Les oliviers du Négus couvJe n'ai jamais rien lu de Laurent Gaudé je crois. Ce livre paru chez Actes Sud en mai 2011 est un recueil de quatre textes courts. Je ne sais pas si on peut appeler cela des nouvelles. Les titres dans l'ordre sont : Les Oliviers du Négus, Le Bâtard du bout du monde, Je finirai à terre et Tombeau pour Palerme. Dans chacun des quatre, très peu de personnages, un ou deux dont le narrateur.

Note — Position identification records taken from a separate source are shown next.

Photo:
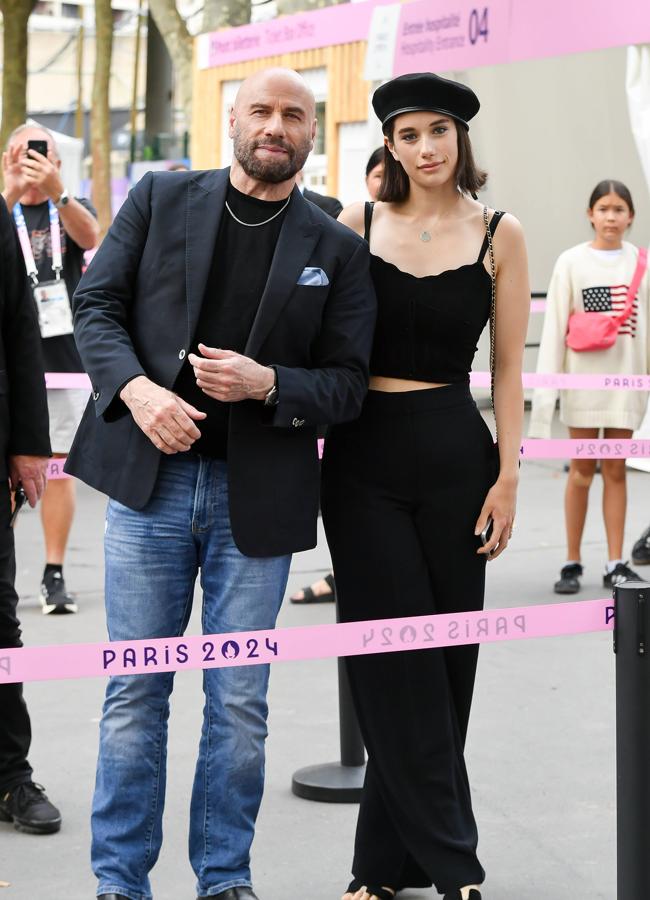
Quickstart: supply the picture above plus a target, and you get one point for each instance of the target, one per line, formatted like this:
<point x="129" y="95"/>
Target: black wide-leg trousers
<point x="15" y="728"/>
<point x="402" y="489"/>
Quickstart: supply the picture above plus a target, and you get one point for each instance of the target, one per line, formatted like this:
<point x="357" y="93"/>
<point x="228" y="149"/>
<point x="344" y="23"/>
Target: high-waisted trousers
<point x="403" y="487"/>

Le premier est un portrait en flash-back d'un soldat de l'époque Mussolinienne parti faire la campagne d'Egypte et revenu broyé par l'horreur de ce qu'il a vu et peut-être commis. C'est aussi un portrait d'une région d'Italie qui vit le passage de Frédéric II, autour de Peschicci. Le narrateur nous parle depuis notre époque, 2007 qui voit mourir le Négus, ce personnage qu'on imagine comme un fou philosophe, opposé à ses contemporains, seul, rejeté, blessé, amoureux de sa terre et fasciné par la figure héroïque de son très lointain héros Frédéric II dont il ressent la présence presque vivante.

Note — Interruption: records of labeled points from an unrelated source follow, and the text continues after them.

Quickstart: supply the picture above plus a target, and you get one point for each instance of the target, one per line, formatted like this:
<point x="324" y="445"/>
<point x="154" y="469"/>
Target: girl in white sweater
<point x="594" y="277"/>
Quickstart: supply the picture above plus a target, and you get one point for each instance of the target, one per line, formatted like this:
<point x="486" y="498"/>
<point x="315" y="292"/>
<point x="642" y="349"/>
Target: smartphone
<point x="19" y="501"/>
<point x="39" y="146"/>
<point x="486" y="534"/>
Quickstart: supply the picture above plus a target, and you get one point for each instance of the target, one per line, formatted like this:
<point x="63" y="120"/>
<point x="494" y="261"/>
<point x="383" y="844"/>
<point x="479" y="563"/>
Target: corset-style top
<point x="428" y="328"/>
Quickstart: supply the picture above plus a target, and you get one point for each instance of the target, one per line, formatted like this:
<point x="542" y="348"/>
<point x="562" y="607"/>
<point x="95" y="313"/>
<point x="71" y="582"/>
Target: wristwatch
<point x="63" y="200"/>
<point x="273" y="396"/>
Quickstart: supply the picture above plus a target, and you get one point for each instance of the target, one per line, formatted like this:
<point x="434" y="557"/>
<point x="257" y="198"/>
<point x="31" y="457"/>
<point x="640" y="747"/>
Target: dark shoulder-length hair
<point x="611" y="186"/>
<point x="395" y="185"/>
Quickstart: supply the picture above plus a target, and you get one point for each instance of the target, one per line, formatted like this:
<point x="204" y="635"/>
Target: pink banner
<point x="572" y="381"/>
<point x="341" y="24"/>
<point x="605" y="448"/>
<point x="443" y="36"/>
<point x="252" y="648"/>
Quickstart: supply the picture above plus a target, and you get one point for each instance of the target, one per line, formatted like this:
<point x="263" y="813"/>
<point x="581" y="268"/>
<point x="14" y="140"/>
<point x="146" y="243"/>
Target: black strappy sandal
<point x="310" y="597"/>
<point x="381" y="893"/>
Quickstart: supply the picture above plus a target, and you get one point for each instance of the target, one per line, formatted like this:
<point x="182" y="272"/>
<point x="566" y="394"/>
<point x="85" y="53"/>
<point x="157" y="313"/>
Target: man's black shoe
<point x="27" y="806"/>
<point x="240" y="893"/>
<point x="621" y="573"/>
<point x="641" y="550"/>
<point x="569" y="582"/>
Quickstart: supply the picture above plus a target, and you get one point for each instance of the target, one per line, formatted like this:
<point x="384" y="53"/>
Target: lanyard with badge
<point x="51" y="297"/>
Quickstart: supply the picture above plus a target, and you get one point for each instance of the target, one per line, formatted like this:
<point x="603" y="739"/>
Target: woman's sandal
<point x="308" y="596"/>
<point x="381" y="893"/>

Le Bâtard du bout du monde, le deuxième texte, nous présente un officier romain, Lucius, qui avec sa troupe vient relever le fort le plus éloigné de la Rome antique, tenu par Caïus dont Rome ne veut plus, dernier bastion de l'empire veillant sur la muraille d'Hadrien. Brouillards d'Ecosse, barbares et froid glacé. C'est le début du déclin de l'empire romain.

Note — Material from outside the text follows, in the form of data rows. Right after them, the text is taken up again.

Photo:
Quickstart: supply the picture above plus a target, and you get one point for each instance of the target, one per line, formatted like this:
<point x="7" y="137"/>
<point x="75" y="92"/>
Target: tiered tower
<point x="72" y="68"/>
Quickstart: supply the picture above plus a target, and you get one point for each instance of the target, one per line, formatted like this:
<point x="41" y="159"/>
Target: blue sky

Je finirai à terre est le troisième texte. Un soldat de la première guerre mondiale, échappé pour quelques heures de la tranchée se rend en mission dans une ferme pour porter le message d'un mort au combat. L'homme a qui il apporte le message, fermier d'un un hameau isolé, lui semble terrorisé. Peu à peu, l'homme raconte son histoire et transmet son effroi.

Le dernier texte, Tombeau pour Palerme, nous ramène en Sicile, aujourd'hui. Cette fois le narrateur est un juge qui se bat contre la mafia et dont, comme tous les juges qui mènent ce type de combat, les jours sont comptés.

Quatre textes très bien écrits, avec peut-être une petite préférence pour le premier. L'ambiance de chacun nous imprègne très vite. chaque protagoniste semble au crépuscule de son existence, seul face aux éléments et à l'adversité, courageux, désespéré, perdu dans un monde qui lui échappe ou avec lequel il est en rupture. Le livre, magnifique, se lit en une ou deux heures.